Deux singes ou ma vie politique de François Bégaudeau

Il écrit comme il respire. C’est captivant. En dépit d’accents profondément irritants, détestables même ici et là, je me suis délectée en lisant sans en perdre une miette le dernier roman de François Bégaudeau, un récit autobiographique sur sa vie politique. Pour le pitch, rien de très original pourtant : énième histoire du militant de chaque instant qui, dans sa jeunesse, récitait son communisme comme un bréviaire puis, maturité et embourgeoisement aidant, s’interroge sur la profondeur de ses certitudes, les fondements de ses convictions, se dit que la vie est belle, c’est chouette, faut en profiter, et puis : « Tu sais je crois que fondamentalement ça ne changera plus » (dernière phrase du livre, sic). Même dans cette part d’autocritique, on le sent finalement content de lui. Et sûr de ses doutes comme de ses dernières convictions. Le récit n’en reste pas moins talentueux. D’abord parce que Bégaudeau a le verbe dans la peau. Ensuite parce que c’est un portrait générationnel, notamment évocateur pour les quadragénaires de mon espèce, pour celles et ceux que la passion à gauche a tenu, tient, tiendra ou lâchera. Non pas que nous puissions nous retrouver dans toute son analyse, ni même dans sa façon d’avoir fait vivre la politique dans sa vie, mais que la suite des événements qu’il brosse, brasse, correspond à nos propres étapes, repères.
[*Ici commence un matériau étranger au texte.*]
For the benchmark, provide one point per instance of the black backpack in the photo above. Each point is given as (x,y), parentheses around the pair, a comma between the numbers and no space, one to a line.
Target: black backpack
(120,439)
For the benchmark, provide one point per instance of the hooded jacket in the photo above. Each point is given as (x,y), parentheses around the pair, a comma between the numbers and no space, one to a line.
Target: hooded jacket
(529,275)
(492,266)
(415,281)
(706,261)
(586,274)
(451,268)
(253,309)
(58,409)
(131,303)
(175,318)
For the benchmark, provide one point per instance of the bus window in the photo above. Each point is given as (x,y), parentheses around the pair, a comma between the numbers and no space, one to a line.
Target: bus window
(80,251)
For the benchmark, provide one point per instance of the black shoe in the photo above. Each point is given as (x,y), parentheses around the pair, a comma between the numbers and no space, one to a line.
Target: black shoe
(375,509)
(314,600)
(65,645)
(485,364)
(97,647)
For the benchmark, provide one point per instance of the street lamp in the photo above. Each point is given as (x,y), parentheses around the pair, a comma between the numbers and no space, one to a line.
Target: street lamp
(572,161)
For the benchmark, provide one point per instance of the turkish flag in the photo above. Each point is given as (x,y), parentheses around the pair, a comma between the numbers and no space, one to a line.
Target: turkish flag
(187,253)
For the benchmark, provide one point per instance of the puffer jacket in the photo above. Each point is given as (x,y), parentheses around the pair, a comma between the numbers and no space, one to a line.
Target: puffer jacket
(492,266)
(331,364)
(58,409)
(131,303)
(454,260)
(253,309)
Enfin, Bégaudeau pointe certaines failles véritables de ce militantisme bien à gauche, de son discours, de ses postures, de ses pratiques. Il met le doigt sur ce qui participe de sa trop grande distance avec la possibilité majoritaire, que l’on pourrait résumer à la serpe par une fermeture à l’égard du monde contemporain et la délectation de la marginalité. Disons qu’au fond, Bégaudeau m’agace mais au moins il me fait quelque chose. Réfléchir.

François Bégaudeau, Deux singes ou ma vie politique, Verticales, 439 pages, 22 euros.